Since March 17 her daughter, Keoshia Ford, has not been able to speak a word. She can't care for herself and remains in an almost frozen state.
"The doctor said the only way the condition may be reversed is by a miracle through the power of prayer," Olivet Baptist Church pastor Kevin Adams said during a prayer vigil for Keoshia in front of a home at 2012 Bennett Ave.
He asked a crowd of about 125 people to bow their heads and hold each other's hands as he and several other area pastors from various faiths led the group in prayers.
When it was Matthews' turn to speak, she let out a tearful moan before collapsing to the ground.
"It's just coming over here and thinking that I'm going to lose my baby," said Matthews, 30, speaking to reporters after the vigil. "It was hard to come here, but I knew I had to pull through for my baby; let her know I love her."
During the vigil, Adams announced people have donated $13,000 to Keoshia.
"We had 13 days to do it," Adams said of the days leading up to the vigil. "She was 13 years old."
When her wheelchair was lowered off an Olivet Baptist Church bus Saturday afternoon, Keoshia wore a tube-top floral print dress that matched those worn by her younger sisters.

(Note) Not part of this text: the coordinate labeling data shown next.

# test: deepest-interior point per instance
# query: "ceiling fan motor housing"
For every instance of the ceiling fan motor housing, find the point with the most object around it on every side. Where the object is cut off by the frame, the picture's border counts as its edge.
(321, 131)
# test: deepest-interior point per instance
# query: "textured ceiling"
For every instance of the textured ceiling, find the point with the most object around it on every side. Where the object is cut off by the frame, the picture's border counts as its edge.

The family of women applied pink eye shadow to her eyelids and adorned her hair with a pink floral headband. As the chair came out of the bus, people attending the service gave her a small round of applause.

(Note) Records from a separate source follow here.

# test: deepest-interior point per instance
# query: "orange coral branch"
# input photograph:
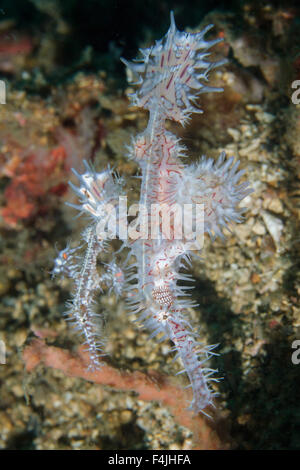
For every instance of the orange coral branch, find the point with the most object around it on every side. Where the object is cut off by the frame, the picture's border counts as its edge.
(149, 387)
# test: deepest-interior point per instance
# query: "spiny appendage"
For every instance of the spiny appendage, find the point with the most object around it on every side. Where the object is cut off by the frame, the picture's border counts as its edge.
(114, 277)
(172, 71)
(194, 358)
(96, 190)
(161, 305)
(215, 185)
(81, 307)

"I just want to say thanks for the donations. Thanks for coming out," said Matthews during an interview.
Boyd Patterson, the city's gang task force coordinator, announced the fundraiser nearly two weeks ago in hopes of helping Keoshia's family. They are caring for her along with a full-time nurse at home and are in constant need of medical and hygiene supplies.

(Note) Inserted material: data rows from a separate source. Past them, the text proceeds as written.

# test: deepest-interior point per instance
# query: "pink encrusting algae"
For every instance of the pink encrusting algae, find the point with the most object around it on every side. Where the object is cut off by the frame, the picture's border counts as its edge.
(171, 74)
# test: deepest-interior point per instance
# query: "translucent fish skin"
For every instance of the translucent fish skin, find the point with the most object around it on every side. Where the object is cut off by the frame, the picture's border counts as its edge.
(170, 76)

Patterson said rather than holding the vigil at a church, it was important to revisit the spot where Keoshia was shot. She was sitting on a car when she was caught in the crossfire of a gang shooting.
"We had it here because this is where we need y'all," he said to the crowd.
Matthews said during the interview, "It made me feel good because they're here for her, but I think we should do this more often."
Debrah Henry, 57, who used to live near Keoshia's family in East Lake Courts housing project, said she hopes people will remember Keoshia. She hopes Keoshia will be a catalyst for change.
"It will be a wake-up call for a lifetime because it's time for us to stop," she said, later adding. "We need to go back to our neighborhoods and take it back like we're doing now. Just like we prayed right here, we need to be having prayer vigils all over until God turns this thing around; because really it's gotten out of hand."